Garza County Courthouse
County Seat: Post
County Population: 4,877
The Garza County Courthouse was built in 1923 in a Texas Renaissance style as designed by C.A. Carlander. The county was named for an early Texas pioneer family.
June Rayfield Welch, author of “The Texas Courthouse Revisited,” described the founding of the county seat, Post, as follows:
Charles W. Post’s decision to found a town stimulated activity. The breakfast cereal king had bought 213,324 acres. In 1906, at the OS Ranch, Post and others obtained 75 signatures (some questionable) on a petition. An election was held on July 5, 1907, and Post City became the capital. A room in the Double U Building housed the government for a rental of $5 a month.
The county purchased a lot from Post and built its inaugural temple of justice in 1908 for some $4,000. The second and final county capitol was erected for $65,490.
To help alleviate the area drought, which at one point reduced the number of residents to a mere 14 souls, Post experimented with aerial dynamite explosions in order to induce rain. He had learned of the procedure when reading that rain often followed artillery battles. Some say Post’s “rain battles” had a 40 percent success rate.
As Post envisioned his “dream city” he was drawn to the area’s natural beauty where the head waters of both arms of the Brazos River join to outline the scenic Caprock Escarpment of the Llano Estacado. Post is actually nestled three miles below the Cap Rock, 40 miles southeast of Lubbock on Highway 84. The area quickly became known as the gateway to the West Texas Plains.
Most of the downtown buildings still standing in Post today were constructed between 1907 and 1937 and include the Algerita Hotel, the C.W. Post Double U Building, and the old First National Bank Building. Charles Post placed a high priority on cultural experiences, and many of today’s tourist attractions stem from his original vision. For example, the Garza Theatre produces eight shows a year including a summer festival, and the Art Center housed in the historic Algerita Hotel offers several exhibits a year. The area’s rich history is chronicled in the Garza County Historical Museum, located in West Texas' first sanitarium, and McCrary's OS Ranch Museum.
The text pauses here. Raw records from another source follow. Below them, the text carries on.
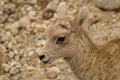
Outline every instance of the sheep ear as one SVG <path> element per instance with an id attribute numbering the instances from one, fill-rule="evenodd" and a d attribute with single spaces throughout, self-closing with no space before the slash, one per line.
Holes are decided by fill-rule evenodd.
<path id="1" fill-rule="evenodd" d="M 61 2 L 57 7 L 57 14 L 59 17 L 64 17 L 67 15 L 68 6 L 65 2 Z"/>
<path id="2" fill-rule="evenodd" d="M 89 15 L 89 9 L 87 7 L 81 8 L 73 19 L 73 25 L 76 27 L 81 27 L 85 23 L 87 17 Z"/>

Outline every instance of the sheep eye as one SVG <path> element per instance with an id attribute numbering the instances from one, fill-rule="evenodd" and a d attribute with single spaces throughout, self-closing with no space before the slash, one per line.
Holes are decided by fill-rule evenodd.
<path id="1" fill-rule="evenodd" d="M 61 43 L 64 42 L 64 40 L 65 40 L 65 37 L 58 37 L 56 43 L 57 43 L 57 44 L 61 44 Z"/>

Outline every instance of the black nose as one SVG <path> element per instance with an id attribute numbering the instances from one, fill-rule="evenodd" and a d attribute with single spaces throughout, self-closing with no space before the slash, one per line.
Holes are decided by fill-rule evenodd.
<path id="1" fill-rule="evenodd" d="M 42 60 L 43 58 L 45 58 L 45 55 L 40 55 L 39 58 L 40 60 Z"/>

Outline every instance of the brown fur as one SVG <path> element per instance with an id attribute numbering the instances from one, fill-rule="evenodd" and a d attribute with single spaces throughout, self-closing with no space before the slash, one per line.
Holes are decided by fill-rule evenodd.
<path id="1" fill-rule="evenodd" d="M 120 39 L 95 46 L 82 29 L 89 9 L 82 8 L 71 19 L 65 6 L 64 2 L 58 6 L 59 17 L 51 21 L 46 30 L 41 61 L 49 63 L 64 57 L 80 80 L 120 80 Z"/>
<path id="2" fill-rule="evenodd" d="M 3 73 L 3 67 L 2 67 L 2 63 L 3 63 L 3 49 L 0 46 L 0 75 L 2 75 Z"/>

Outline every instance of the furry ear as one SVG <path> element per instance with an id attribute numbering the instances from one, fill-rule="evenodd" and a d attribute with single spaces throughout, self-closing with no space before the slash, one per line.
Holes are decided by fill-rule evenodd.
<path id="1" fill-rule="evenodd" d="M 59 17 L 64 17 L 67 15 L 68 6 L 65 2 L 61 2 L 57 7 L 57 14 Z"/>
<path id="2" fill-rule="evenodd" d="M 76 14 L 73 19 L 73 25 L 75 27 L 81 27 L 85 23 L 87 17 L 89 15 L 88 7 L 81 8 Z"/>

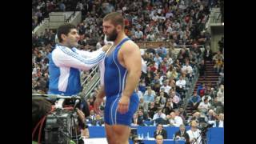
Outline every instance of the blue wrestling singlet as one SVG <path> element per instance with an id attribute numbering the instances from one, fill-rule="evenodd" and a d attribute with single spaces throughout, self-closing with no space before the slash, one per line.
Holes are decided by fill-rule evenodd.
<path id="1" fill-rule="evenodd" d="M 127 70 L 118 60 L 118 53 L 122 45 L 130 40 L 122 39 L 114 48 L 113 52 L 105 58 L 105 94 L 106 96 L 104 110 L 104 121 L 108 125 L 130 126 L 134 114 L 136 112 L 139 100 L 138 94 L 134 91 L 130 98 L 129 110 L 126 114 L 118 111 L 118 102 L 122 97 L 126 85 Z"/>

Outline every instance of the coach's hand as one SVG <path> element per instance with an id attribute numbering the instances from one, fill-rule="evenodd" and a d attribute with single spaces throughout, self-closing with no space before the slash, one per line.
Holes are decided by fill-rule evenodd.
<path id="1" fill-rule="evenodd" d="M 99 109 L 99 106 L 101 106 L 102 102 L 103 102 L 103 98 L 96 98 L 94 103 L 94 110 L 96 114 L 102 113 L 101 110 Z"/>
<path id="2" fill-rule="evenodd" d="M 106 52 L 110 47 L 111 47 L 111 44 L 106 44 L 106 45 L 103 46 L 102 50 Z"/>
<path id="3" fill-rule="evenodd" d="M 122 95 L 119 100 L 118 111 L 121 114 L 126 114 L 129 110 L 130 98 Z"/>

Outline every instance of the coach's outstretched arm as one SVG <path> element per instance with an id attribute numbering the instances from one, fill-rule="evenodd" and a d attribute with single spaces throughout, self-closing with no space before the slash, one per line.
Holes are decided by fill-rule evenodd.
<path id="1" fill-rule="evenodd" d="M 128 71 L 124 90 L 118 107 L 121 114 L 125 114 L 129 109 L 130 97 L 137 87 L 141 77 L 142 57 L 138 46 L 133 42 L 124 43 L 119 54 L 121 58 L 118 59 L 122 59 L 121 62 L 123 62 L 122 64 Z"/>

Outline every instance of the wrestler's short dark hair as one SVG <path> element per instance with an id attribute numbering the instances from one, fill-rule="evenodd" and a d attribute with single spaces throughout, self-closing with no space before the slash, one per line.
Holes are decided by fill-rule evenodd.
<path id="1" fill-rule="evenodd" d="M 76 26 L 70 23 L 63 24 L 58 28 L 57 37 L 59 42 L 62 42 L 62 34 L 67 35 L 70 32 L 71 29 L 76 29 Z"/>
<path id="2" fill-rule="evenodd" d="M 118 12 L 112 12 L 106 14 L 104 17 L 103 21 L 110 21 L 113 25 L 120 25 L 122 28 L 125 26 L 124 18 L 122 14 Z"/>

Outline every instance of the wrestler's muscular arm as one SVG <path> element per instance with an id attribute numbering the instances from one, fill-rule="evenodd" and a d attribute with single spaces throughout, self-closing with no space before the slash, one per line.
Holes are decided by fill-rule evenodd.
<path id="1" fill-rule="evenodd" d="M 118 110 L 121 114 L 128 111 L 130 97 L 137 87 L 142 71 L 142 57 L 139 47 L 133 42 L 125 42 L 119 52 L 118 61 L 128 70 L 124 90 L 120 98 Z"/>
<path id="2" fill-rule="evenodd" d="M 94 103 L 94 110 L 96 114 L 100 113 L 99 106 L 101 106 L 101 103 L 103 102 L 103 98 L 105 97 L 105 92 L 104 92 L 104 86 L 101 86 L 98 94 L 96 96 L 96 99 Z"/>

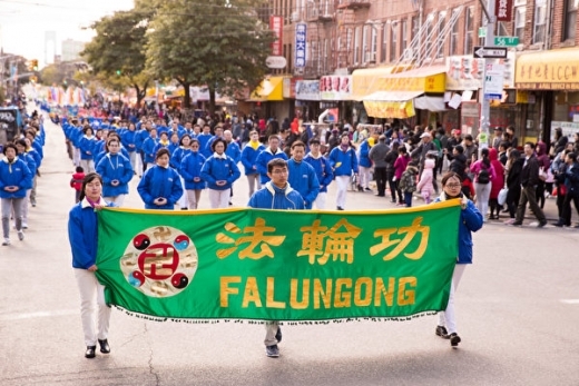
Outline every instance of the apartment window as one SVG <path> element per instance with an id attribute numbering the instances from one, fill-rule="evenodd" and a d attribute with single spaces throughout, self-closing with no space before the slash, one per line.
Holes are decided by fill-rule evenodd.
<path id="1" fill-rule="evenodd" d="M 436 36 L 436 58 L 444 58 L 444 26 L 446 24 L 446 12 L 439 13 L 439 33 Z"/>
<path id="2" fill-rule="evenodd" d="M 544 33 L 547 30 L 547 0 L 534 1 L 534 22 L 532 43 L 544 42 Z"/>
<path id="3" fill-rule="evenodd" d="M 402 27 L 400 32 L 400 55 L 403 56 L 409 47 L 409 21 L 402 19 Z"/>
<path id="4" fill-rule="evenodd" d="M 565 30 L 563 40 L 575 40 L 577 34 L 577 10 L 579 0 L 567 0 L 565 8 Z"/>
<path id="5" fill-rule="evenodd" d="M 454 9 L 452 11 L 452 19 L 457 20 L 457 13 L 460 11 Z M 459 55 L 459 22 L 454 22 L 452 31 L 450 32 L 450 55 Z"/>
<path id="6" fill-rule="evenodd" d="M 384 23 L 382 28 L 382 53 L 380 55 L 380 61 L 386 61 L 386 49 L 387 49 L 387 29 L 390 24 L 387 22 Z"/>
<path id="7" fill-rule="evenodd" d="M 472 55 L 474 48 L 474 8 L 469 7 L 464 13 L 464 55 Z"/>
<path id="8" fill-rule="evenodd" d="M 390 62 L 396 61 L 398 56 L 398 29 L 399 29 L 398 21 L 393 21 L 390 24 L 391 31 L 390 31 Z"/>
<path id="9" fill-rule="evenodd" d="M 514 36 L 522 43 L 524 39 L 524 24 L 527 18 L 527 0 L 514 1 Z"/>
<path id="10" fill-rule="evenodd" d="M 361 49 L 360 49 L 360 38 L 362 34 L 362 28 L 356 27 L 354 30 L 354 63 L 359 65 L 362 62 L 361 60 Z"/>

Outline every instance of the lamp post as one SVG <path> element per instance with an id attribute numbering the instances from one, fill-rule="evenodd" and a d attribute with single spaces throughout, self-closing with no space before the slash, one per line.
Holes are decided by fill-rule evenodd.
<path id="1" fill-rule="evenodd" d="M 422 66 L 422 18 L 423 18 L 423 13 L 424 13 L 424 0 L 410 0 L 412 2 L 412 9 L 414 10 L 414 12 L 419 12 L 419 52 L 418 52 L 418 57 L 416 57 L 416 65 L 418 67 L 421 67 Z"/>

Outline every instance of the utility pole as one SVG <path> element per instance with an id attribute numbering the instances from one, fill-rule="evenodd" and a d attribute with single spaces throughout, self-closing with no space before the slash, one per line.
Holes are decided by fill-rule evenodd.
<path id="1" fill-rule="evenodd" d="M 484 0 L 479 0 L 487 17 L 487 36 L 484 37 L 484 47 L 493 47 L 494 46 L 494 23 L 497 22 L 497 17 L 494 16 L 494 0 L 487 0 L 487 6 L 484 4 Z M 489 137 L 490 137 L 490 126 L 491 126 L 491 103 L 485 96 L 485 79 L 487 79 L 487 68 L 491 65 L 493 59 L 484 59 L 484 69 L 482 73 L 482 101 L 481 101 L 481 113 L 480 113 L 480 122 L 479 122 L 479 158 L 480 151 L 489 147 Z M 480 99 L 480 96 L 479 96 Z"/>

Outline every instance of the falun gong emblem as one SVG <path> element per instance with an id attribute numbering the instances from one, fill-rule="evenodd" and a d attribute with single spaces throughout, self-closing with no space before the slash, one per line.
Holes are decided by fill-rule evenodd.
<path id="1" fill-rule="evenodd" d="M 197 249 L 179 229 L 159 226 L 136 235 L 120 258 L 127 281 L 151 297 L 179 294 L 197 270 Z"/>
Tourists and homefolks join in early August for the three-day Post Stampede Rodeo, which offers a snapshot of the Old West in true cowboy style. Visitors also frequent the area to take in Lake Henry, situated 22 miles southeast from Post in Garza County on the Double Mountain Fork of the Brazos River. The lake, when full, covers 2,880 acres and contains approximately 40 billion gallons of water. White River Lake, which crosses the southeast corner of Garza County, is a tributary of the Salt Fork of the Brazos River and has a surface area of 1,418 acres.